Frank Magnitz of the Alternative for Germany party speaks during a session of the German Bundestag in Berlin last February. File Photo by Hayoung Jeon/EPA-EFE
Jan. 8 (UPI) -- German police Tuesday were looking for three masked men who severely injured right-wing populist leader Frank Magnitz, beating him on a Bremen street.
Magnitz, 66, leader of the Alternative for Germany party and a member of Germany's lower house of parliament, had left a New Year's reception when he was attacked, Deutsche Welle reported.
Authorities said Magnitz was knocked unconscious before a construction worker stepped in to stop the beating. The attack was being treated as a "politically motivated act."
Alternative for Germany co-leader Alexander Gauland called the attack a "cowardly bloody deed," The Guardian reported. The party's leader in parliament, Alice Weidel, blamed the media and politicians for stoking hatred about the party "on a daily basis."
"Violence should never be a means for political disputes -- totally regardless against whom or what the motives for it are," said German Foreign Minister Heiko Maas of the Social Democrat Party. "Whoever carries out such a crime has to be punished accordingly."
Other German politicians also criticized the violence.

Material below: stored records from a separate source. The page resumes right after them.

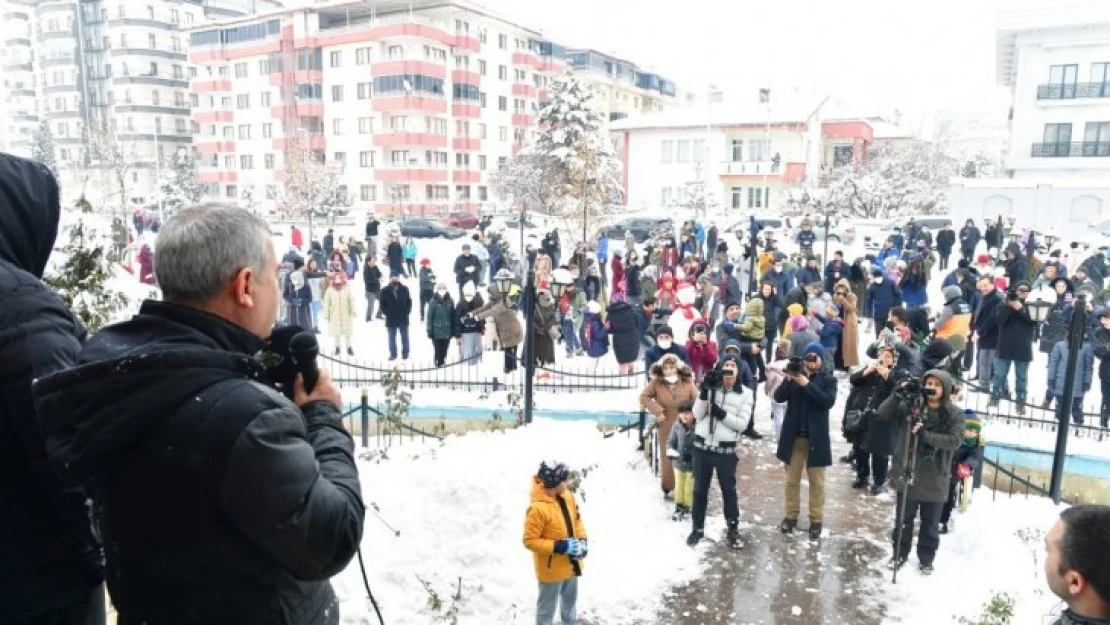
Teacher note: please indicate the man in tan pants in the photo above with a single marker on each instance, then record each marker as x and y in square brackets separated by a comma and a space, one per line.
[804, 443]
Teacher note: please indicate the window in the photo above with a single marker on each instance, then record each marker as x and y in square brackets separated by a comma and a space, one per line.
[1097, 139]
[1100, 80]
[759, 150]
[737, 152]
[668, 151]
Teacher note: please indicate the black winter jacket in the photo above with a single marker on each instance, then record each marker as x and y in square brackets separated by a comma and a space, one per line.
[1015, 333]
[396, 304]
[48, 554]
[219, 500]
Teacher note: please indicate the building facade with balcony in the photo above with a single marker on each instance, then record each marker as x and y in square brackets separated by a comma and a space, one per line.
[1056, 63]
[412, 106]
[746, 159]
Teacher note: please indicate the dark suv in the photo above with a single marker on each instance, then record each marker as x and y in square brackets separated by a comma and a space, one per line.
[641, 228]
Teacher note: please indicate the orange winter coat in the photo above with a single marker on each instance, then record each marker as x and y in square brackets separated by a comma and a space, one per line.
[544, 524]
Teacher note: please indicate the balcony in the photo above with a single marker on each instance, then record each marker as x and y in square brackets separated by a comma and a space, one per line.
[1073, 91]
[1096, 149]
[415, 139]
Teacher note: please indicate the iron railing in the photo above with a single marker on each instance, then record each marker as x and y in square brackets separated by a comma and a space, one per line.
[1075, 90]
[1065, 150]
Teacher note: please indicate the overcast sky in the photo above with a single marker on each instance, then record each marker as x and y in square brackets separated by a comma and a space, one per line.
[879, 54]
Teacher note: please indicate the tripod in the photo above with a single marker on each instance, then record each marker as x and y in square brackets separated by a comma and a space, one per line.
[907, 476]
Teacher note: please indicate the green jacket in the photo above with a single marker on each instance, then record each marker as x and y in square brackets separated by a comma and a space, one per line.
[932, 447]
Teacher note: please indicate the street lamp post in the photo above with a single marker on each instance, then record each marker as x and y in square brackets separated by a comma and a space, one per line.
[1077, 330]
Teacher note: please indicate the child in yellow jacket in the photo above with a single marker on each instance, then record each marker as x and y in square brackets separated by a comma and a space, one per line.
[555, 535]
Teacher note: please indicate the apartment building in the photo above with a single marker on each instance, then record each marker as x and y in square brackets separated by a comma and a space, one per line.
[1056, 63]
[87, 64]
[746, 157]
[412, 104]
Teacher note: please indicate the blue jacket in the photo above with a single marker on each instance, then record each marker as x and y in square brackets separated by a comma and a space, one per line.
[807, 407]
[1058, 368]
[881, 298]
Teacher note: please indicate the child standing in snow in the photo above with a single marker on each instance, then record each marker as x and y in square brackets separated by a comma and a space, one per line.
[680, 452]
[555, 535]
[967, 464]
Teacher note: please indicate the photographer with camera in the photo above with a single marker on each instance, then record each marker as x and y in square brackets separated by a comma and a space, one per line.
[720, 411]
[809, 393]
[220, 500]
[927, 429]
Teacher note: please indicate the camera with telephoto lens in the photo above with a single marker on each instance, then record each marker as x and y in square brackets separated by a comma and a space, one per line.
[713, 380]
[794, 366]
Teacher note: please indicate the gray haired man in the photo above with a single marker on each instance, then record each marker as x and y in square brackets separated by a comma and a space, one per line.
[219, 500]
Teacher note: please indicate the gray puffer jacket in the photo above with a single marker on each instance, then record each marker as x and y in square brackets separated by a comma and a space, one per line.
[723, 433]
[932, 447]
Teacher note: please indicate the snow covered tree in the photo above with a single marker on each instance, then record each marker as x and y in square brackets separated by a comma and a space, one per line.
[179, 185]
[311, 189]
[81, 272]
[572, 158]
[697, 197]
[42, 147]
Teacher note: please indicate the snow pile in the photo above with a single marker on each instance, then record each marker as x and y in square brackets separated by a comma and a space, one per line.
[460, 510]
[997, 546]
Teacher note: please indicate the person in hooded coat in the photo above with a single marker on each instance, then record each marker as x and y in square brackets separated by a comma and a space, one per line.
[58, 573]
[847, 302]
[931, 444]
[670, 384]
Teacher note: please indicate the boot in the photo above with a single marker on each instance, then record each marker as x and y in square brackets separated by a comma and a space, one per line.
[695, 537]
[734, 536]
[788, 525]
[815, 531]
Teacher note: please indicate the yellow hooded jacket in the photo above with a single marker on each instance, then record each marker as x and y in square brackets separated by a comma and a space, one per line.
[544, 524]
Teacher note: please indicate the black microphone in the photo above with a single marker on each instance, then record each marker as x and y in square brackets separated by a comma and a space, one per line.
[303, 351]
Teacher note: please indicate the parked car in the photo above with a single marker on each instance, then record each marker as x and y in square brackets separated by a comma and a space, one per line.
[463, 220]
[641, 228]
[427, 229]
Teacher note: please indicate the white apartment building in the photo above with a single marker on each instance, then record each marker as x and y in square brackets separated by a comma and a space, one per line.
[83, 64]
[1056, 61]
[412, 104]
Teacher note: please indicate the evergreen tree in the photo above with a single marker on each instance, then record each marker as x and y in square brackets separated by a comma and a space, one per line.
[81, 275]
[42, 147]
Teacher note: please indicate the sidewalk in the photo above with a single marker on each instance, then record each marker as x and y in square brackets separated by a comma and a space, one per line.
[791, 580]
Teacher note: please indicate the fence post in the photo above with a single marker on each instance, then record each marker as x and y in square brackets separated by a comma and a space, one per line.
[1077, 331]
[365, 417]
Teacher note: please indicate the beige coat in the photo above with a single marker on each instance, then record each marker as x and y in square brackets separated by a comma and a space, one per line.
[662, 400]
[849, 312]
[339, 311]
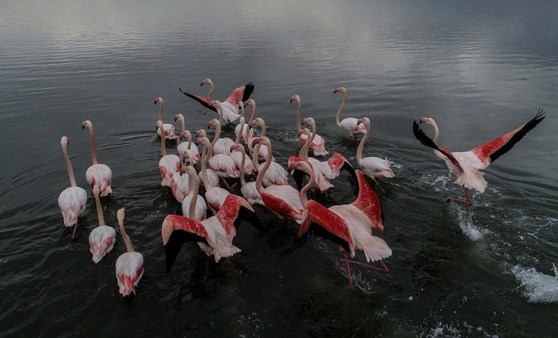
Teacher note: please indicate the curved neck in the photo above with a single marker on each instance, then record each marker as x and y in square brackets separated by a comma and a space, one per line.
[99, 209]
[261, 173]
[163, 147]
[93, 146]
[303, 153]
[361, 144]
[125, 238]
[338, 114]
[205, 179]
[69, 166]
[242, 164]
[298, 116]
[307, 186]
[194, 183]
[253, 115]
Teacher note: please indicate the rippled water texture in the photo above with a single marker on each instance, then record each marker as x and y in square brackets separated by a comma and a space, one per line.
[479, 68]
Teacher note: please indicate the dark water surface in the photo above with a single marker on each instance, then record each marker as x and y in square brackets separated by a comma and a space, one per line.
[480, 68]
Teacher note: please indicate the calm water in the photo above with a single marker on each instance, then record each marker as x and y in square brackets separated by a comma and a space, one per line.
[480, 68]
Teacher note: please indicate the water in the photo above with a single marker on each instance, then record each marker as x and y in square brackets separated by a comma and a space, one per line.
[480, 68]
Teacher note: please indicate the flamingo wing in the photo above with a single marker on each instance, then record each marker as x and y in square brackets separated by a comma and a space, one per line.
[204, 100]
[490, 151]
[427, 141]
[176, 230]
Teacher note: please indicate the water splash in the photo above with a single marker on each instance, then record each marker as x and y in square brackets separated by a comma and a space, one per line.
[537, 287]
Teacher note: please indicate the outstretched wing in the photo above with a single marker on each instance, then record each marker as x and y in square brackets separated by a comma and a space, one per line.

"There is no justification for violence, even against the AfD," former Green Party co-leader Cem Özdemir wrote on Twitter. "Whoever fights hatred with hatred allows hate to win in the end."
Magnitz, who had faced charges of racism in the past, was elected to the Bundestag, the German parliament, in 2017. His party then became the main opposition for the first time when it won nearly 13 percent of the national election vote.
As of 2019, Alternative for Germany has 91 seats in parliament, behind the Christian Democratic Union/Christian Social Union (246) and the Social Democratic Party (152).